The college selection process is an exciting time. You pour over copious amounts of daily mail, surf the Web for hours, visit campuses close to home and far away, all in the quest to find the place where you will spend the next phase of your life. Everyone has their own take on the process. My favorite comment: “You’ll just know when you set foot on campus. It will just feel right!” And therein lies the challenge of the college search process: How do you know what will feel right? How do you know what is the right fit?

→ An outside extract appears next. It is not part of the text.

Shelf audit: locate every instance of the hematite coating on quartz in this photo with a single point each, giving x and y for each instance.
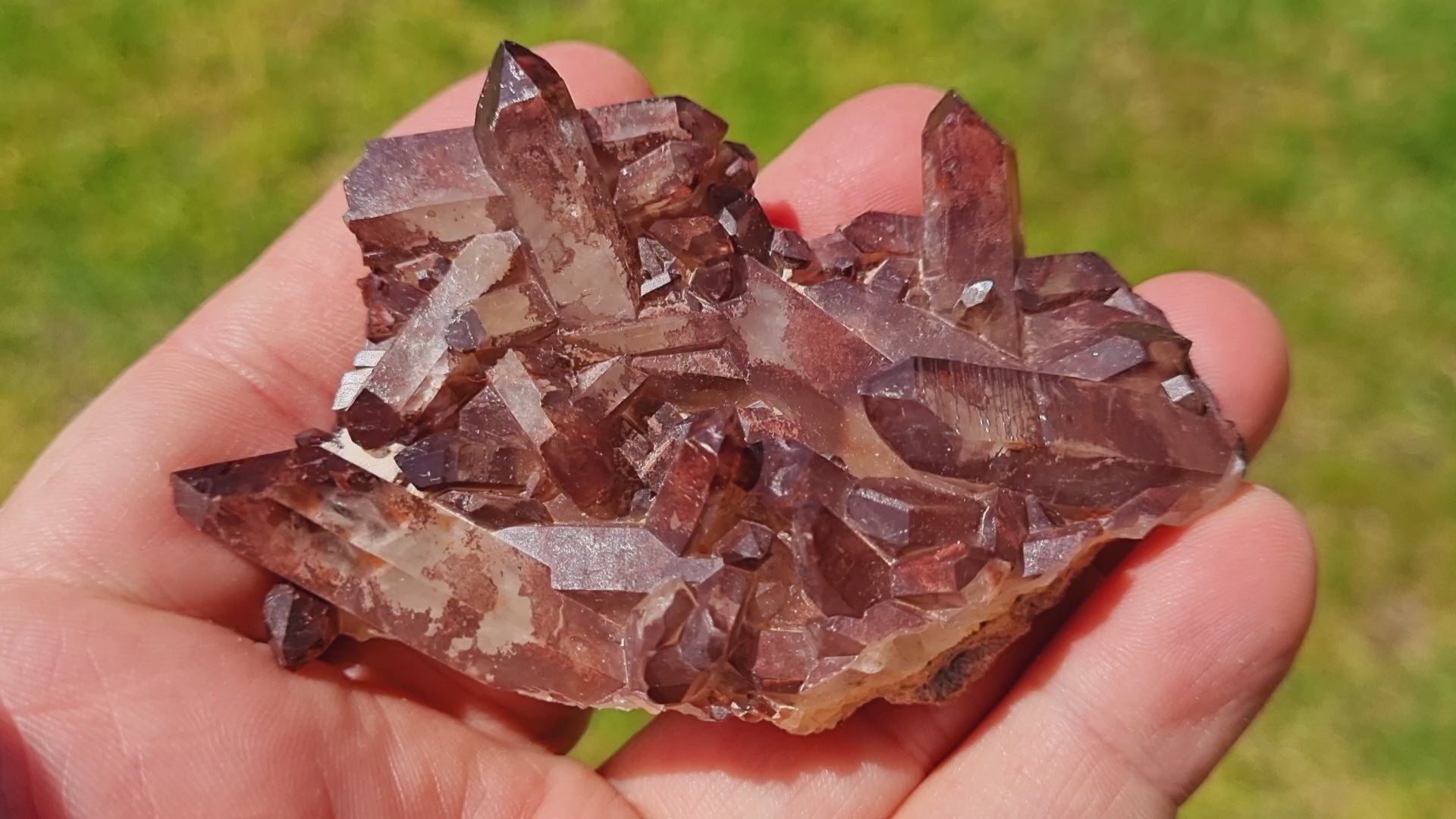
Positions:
(618, 441)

“Fit” is a word my colleagues in admissions and I use a lot. What is “fit”? It’s really a two-way street. It’s what Cornell looks for in our students and what you should be looking for in a university. “Fit” is knowing what excites you academically and finding a school that shares your intellectual enthusiasm. It’s being able to envision yourself thriving, both academically and socially, in the university community. And it’s finding a way to convey this in your application.
The Cornell selection committee will consider all aspects of your application when they think about your fit. What will you bring to the community of scholars that we are building through the selection process? What will you take advantage of outside of the classroom? Keep in mind, though, that you get to do the selecting before a committee ever gets the chance to see your application. What do you need to know about Cornell before you decide to apply?
I think you need to know that the Cornell experience is more than academic. You will be living and learning here, so search more than 800 student organizations. Explore our majors. Discover what it’s like to live on campus. Research undergraduate research opportunities (it’s ok to laugh, that’s just a little Cornell humor!).
What I’m trying to tell you is that fit is something that happens naturally. You can’t force it. Part of searching for the right college is figuring out what it is you’re looking for and making sure we offer it. College admission doesn’t just rest on the shoulders of the institution. Take ownership of your process.